What is a Rotary Instrument?

A rotary instrument is an instrument that enables dental health professionals to remove or reduce tooth matter and dental materials and to shape teeth during various procedures.

The main types of rotary dental instruments are:

1) Burs - used in a high speed or low speed handpiece for cutting; usually made of tungsten carbide or diamond.

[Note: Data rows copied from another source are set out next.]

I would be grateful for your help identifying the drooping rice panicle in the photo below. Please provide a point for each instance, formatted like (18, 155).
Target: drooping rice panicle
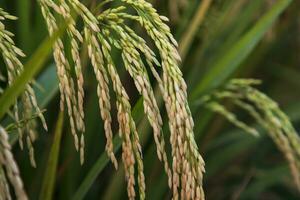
(267, 113)
(66, 83)
(102, 90)
(131, 149)
(110, 30)
(28, 100)
(188, 165)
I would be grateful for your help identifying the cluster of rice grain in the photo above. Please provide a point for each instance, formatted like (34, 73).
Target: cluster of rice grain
(187, 165)
(265, 111)
(10, 54)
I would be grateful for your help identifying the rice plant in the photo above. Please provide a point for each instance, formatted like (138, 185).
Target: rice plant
(121, 59)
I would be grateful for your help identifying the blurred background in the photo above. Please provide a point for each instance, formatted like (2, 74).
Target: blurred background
(218, 40)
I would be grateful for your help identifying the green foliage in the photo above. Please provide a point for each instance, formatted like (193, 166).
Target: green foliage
(115, 56)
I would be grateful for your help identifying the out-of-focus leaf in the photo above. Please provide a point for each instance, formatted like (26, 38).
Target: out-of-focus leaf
(229, 62)
(46, 192)
(31, 68)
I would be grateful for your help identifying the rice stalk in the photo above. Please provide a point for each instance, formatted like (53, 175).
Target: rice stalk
(11, 168)
(10, 54)
(103, 33)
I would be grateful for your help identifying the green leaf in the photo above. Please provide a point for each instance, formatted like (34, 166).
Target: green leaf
(230, 61)
(31, 68)
(50, 172)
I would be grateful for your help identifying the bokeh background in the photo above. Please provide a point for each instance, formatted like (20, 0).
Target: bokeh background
(218, 39)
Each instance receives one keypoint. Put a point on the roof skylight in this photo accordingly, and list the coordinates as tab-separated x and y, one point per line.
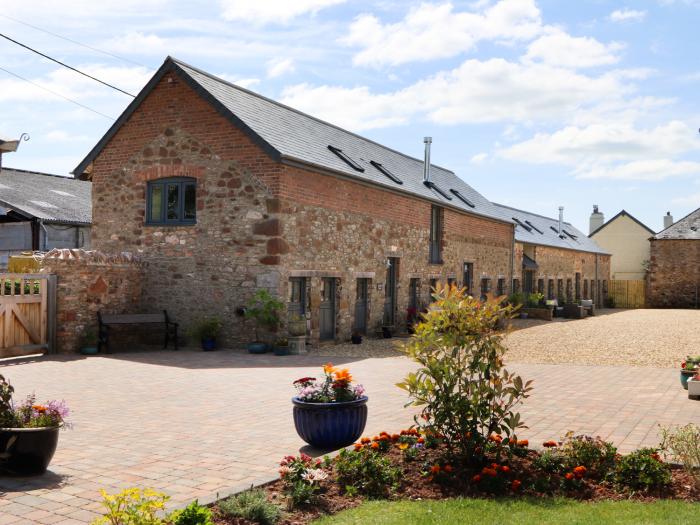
344	157
385	171
463	198
430	184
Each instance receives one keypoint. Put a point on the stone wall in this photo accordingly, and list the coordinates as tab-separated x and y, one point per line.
560	264
260	222
674	274
88	282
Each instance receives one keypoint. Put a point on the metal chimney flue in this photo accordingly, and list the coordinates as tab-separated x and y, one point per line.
426	163
561	219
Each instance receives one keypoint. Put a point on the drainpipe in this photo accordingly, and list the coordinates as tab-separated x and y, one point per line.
426	164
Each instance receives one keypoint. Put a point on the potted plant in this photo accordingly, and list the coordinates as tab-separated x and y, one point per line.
88	341
694	386
206	331
28	432
331	412
688	369
282	346
264	309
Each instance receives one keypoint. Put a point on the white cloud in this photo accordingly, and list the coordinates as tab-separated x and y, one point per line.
627	15
272	11
557	48
279	66
479	158
432	31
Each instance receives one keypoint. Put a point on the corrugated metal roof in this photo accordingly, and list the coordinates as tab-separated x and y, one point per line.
531	228
302	138
51	198
686	228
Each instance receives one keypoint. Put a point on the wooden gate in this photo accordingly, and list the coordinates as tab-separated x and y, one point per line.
628	294
27	314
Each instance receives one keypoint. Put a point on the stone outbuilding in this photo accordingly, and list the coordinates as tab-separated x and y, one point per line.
674	271
223	191
554	258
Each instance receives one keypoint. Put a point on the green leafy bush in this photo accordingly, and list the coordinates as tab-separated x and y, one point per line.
193	514
596	455
132	506
643	469
251	505
683	445
466	394
366	472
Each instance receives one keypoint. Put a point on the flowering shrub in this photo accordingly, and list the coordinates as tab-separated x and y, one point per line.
643	469
29	414
596	455
465	393
367	472
301	477
335	387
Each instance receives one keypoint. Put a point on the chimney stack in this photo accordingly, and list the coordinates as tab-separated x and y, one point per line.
426	162
668	220
596	221
561	218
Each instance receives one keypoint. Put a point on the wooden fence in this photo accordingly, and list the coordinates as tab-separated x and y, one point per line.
628	294
27	314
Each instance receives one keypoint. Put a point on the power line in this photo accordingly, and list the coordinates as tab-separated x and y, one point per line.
55	93
66	65
74	41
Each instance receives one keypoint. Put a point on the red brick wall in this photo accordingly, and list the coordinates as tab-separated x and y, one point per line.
259	221
674	274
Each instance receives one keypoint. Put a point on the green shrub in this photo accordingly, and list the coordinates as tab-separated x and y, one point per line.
643	469
251	505
132	506
683	445
466	394
193	514
366	472
596	455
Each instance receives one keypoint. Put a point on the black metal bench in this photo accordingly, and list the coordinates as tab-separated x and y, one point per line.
106	320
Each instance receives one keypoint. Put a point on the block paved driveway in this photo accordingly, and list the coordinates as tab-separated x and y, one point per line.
197	424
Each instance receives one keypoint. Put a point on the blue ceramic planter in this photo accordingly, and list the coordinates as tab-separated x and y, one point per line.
330	426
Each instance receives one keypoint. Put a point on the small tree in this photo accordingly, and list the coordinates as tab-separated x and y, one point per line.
466	394
265	310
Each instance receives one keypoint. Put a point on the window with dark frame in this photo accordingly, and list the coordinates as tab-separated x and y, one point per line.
436	233
171	201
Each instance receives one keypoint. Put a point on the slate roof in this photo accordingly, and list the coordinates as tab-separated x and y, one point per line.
293	137
531	228
51	198
686	228
622	213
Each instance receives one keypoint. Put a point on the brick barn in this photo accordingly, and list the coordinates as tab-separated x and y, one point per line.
223	191
556	259
674	270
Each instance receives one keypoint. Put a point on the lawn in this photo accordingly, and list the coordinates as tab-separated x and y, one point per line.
520	511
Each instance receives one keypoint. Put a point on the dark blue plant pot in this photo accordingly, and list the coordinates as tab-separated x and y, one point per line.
257	348
209	344
685	375
330	426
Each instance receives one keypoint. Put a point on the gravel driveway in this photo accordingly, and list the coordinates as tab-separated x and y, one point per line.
656	338
651	338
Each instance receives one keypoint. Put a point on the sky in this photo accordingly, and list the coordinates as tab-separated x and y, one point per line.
535	104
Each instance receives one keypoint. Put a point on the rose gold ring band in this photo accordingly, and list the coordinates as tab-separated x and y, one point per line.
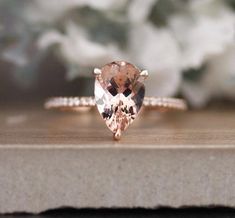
73	103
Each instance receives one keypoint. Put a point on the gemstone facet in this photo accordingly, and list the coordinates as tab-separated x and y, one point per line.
119	94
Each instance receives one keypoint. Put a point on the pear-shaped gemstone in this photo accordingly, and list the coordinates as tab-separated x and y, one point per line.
119	94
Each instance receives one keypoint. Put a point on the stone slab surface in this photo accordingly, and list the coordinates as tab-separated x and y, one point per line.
53	159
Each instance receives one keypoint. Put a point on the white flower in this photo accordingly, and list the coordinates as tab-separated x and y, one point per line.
218	80
156	50
207	29
77	49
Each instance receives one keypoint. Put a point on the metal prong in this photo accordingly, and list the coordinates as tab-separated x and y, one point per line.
97	71
144	73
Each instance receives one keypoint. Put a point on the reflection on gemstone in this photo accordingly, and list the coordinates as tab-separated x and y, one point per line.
119	94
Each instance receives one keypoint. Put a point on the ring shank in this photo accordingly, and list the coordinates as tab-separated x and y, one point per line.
160	103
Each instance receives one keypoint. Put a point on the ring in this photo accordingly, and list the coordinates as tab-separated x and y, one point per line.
119	96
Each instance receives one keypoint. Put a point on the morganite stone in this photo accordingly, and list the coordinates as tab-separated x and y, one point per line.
119	94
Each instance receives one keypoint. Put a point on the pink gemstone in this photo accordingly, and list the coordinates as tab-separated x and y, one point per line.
119	94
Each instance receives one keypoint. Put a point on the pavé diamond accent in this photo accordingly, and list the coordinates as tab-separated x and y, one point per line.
119	95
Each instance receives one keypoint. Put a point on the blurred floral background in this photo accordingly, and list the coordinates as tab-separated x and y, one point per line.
49	47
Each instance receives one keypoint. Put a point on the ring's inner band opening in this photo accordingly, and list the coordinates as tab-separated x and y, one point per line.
85	103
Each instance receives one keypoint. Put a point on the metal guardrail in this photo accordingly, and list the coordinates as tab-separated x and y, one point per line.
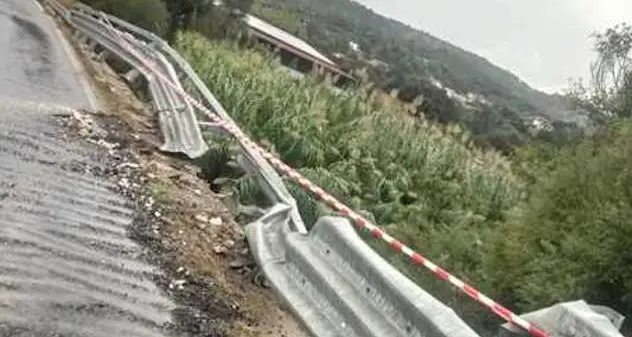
330	278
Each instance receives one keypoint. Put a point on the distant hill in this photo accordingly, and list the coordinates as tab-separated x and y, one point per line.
417	61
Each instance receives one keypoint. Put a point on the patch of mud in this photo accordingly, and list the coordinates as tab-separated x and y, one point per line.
185	227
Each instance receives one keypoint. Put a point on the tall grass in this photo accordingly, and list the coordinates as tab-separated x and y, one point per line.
428	186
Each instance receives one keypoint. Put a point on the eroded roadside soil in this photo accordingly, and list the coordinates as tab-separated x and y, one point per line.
183	226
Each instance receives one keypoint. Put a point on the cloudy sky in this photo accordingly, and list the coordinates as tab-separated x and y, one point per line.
545	42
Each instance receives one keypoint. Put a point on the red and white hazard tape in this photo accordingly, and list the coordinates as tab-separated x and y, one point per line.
336	205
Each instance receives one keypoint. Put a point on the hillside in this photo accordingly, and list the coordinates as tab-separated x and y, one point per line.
417	63
332	24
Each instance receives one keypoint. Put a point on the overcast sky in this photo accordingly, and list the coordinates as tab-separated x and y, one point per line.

There are three parts to a bur:

    • Head – the working/cutting part; comes in many shapes and sizes
    • Neck – the narrow portion connecting the shank and the head; transmits the rotational force
    • Shank – the part that fits into the handpiece; comes in different types to fit different handpieces and also comes in different lengths for different usages

       

The head of the bur contains the blades or diamond grit,  which remove material.  The blades can be positioned at different angles to change the way the bur operates. Blades placed at more obtuse angles produce a negative rake angle which will increase the strength and longevity of the bur.  Blades placed at more acute angles produce a positive rake angle; this results in a sharper blade, but one which dulls more quickly.  Various diamond grits can be applied over a smooth shape for more or less aggressive material removal.

 

2) Finishing and Polishing Instruments – generally used in a low speed handpiece to reduce/shape material and finish or polish surfaces.  These include discs, strips, cups, points, and mounted and unmounted stones.

 

Did You Know?  Dentists typically spend between $2,500 and $8,000 per year on rotary instruments.  For some dental sales reps, rotary instruments represent as much as 25% of their annual sales.